3.2.3 Schliesslich bezieht sich der Rekurrent auf die im Nachgang zum angefochtenen Entscheid vom 15. Februar 2017 erfolgte Beurteilung durch seine zuständige Psychologin Dr. [...] sowie eine im April 2017 diagnostizierte Diskushernie mit weiteren möglichen Schäden an seiner Wirbelsäule. Hierzu macht er entsprechende Beweisofferten. Mit seiner Replik vom 27. September 2017 hat er einen Arztbericht vom 30. August 2017 sowie ein Arztzeugnis vom 22. September 2017, welches ihm Arbeitsunfähigkeit vom 6. März bis 31. Dezember 2017 attestiert, des Universitätsspitals Basel (USB) eingereicht. Ausserdem hat er eine Empfangsbestätigung vom 12. September 2017 seiner IV-Anmeldung beigelegt. Auf diesbezügliche Ausführungen muss aber nicht weiter eingetreten werden, da diese nicht den Gesundheitszustand des Rekurrenten im massgebenden Zeitraum betreffen (vgl. oben E. 2). Die Arbeitsunfähigkeit ist erst ab Anfang März 2017 und die Diskushernie mit gesundheitlichen Einschränkungen erst ab April 2017 belegt. Von Dr. [...] liegen keine Angaben oder Belege über den vormaligen Gesundheitszustand des Rekurrenten vor. Dem Arztbericht des USB lassen sich auch keine diesbezüglichen Informationen entnehmen. Schliesslich ist festzuhalten, dass eine bestätigte IV-Anmeldung ohnehin nicht geeignet ist, einen bestimmten Gesundheitszustand zu belegen.
4.
Daraus folgt, dass der Rekurs abzuweisen ist.
Aufgrund des mit dem abgewiesenen Antrag auf Bestellung eines juristischen Beistands zumindest sinngemäss gestellten Antrags auf unentgeltliche Rechtspflege und der Unterstützung des Rekurrenten durch die Sozialhilfe gehen die Kosten des Verfahrens mit einer Gebühr von CHF 800.– zu Lasten des Staates.
Demgemäss erkennt das Verwaltungsgericht (Dreiergericht):
://: Der Rekurs wird abgewiesen.
Dem Rekurrenten wird für das verwaltungsgerichtliche Verfahren die unentgeltliche Prozessführung bewilligt.

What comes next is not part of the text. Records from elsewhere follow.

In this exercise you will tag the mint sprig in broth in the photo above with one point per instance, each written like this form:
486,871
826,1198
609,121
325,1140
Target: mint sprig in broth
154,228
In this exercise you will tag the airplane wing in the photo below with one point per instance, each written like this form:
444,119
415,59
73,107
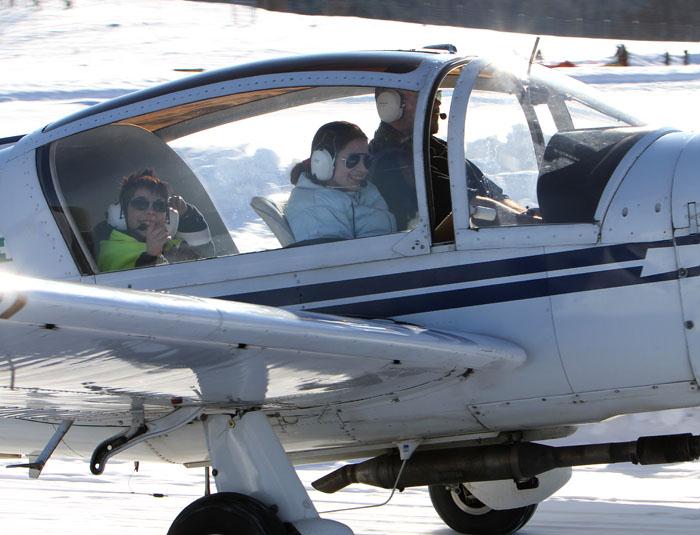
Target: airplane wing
74,349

Infolge der Bewilligung der unentgeltlichen Prozessführung gehen die Kosten des verwaltungsgerichtlichen Rekursverfahrens mit einer Gebühr von CHF 800.– zu Lasten des Staates.
Mitteilung an:
- Rekurrent
- Departement für Wirtschaft, Soziales und Umwelt Basel-Stadt
- Regierungsrat des Kantons Basel-Stadt
APPELLATIONSGERICHT BASEL-STADT
Die Gerichtsschreiberin
MLaw Sibylle Kuntschen
Rechtsmittelbelehrung
Gegen diesen Entscheid kann unter den Voraussetzungen von Art. 82 ff. des Bundesgerichtsgesetzes (BGG) innert 30 Tagen seit schriftlicher Eröffnung Beschwerde in öffentlich-rechtlichen Angelegenheiten erhoben werden. Die Beschwerdeschrift ist fristgerecht dem Bundesgericht (1000 Lausanne 14) einzureichen. Für die Anforderungen an deren Inhalt wird auf Art. 42 BGG verwiesen. Über die Zulässigkeit des Rechtsmittels entscheidet das Bundesgericht.

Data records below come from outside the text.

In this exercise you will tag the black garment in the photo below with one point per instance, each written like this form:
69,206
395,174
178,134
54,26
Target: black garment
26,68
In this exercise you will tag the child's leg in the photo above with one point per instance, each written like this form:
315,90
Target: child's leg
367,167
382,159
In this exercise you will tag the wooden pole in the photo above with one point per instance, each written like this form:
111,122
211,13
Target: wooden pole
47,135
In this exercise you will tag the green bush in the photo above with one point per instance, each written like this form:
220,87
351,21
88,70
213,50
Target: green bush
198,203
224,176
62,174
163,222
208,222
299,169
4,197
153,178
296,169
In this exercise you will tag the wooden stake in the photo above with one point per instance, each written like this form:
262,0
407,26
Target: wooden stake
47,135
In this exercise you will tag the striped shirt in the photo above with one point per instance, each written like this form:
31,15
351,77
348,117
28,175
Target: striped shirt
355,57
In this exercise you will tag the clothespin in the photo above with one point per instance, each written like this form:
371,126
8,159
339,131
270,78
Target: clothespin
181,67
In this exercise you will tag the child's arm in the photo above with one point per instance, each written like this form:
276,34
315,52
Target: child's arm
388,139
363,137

Ob an Stelle der Beschwerde in öffentlich-rechtlichen Angelegenheiten ein anderes Rechtsmittel in Frage kommt (z.B. die subsidiäre Verfassungsbeschwerde an das Bundesgericht gemäss Art. 113 BGG), ergibt sich aus den anwendbaren gesetzlichen Bestimmungen. Wird sowohl Beschwerde in öffentlich-rechtlichen Angelegenheiten als auch Verfassungsbeschwerde erhoben, sind beide Rechtsmittel in der gleichen Rechtsschrift einzureichen.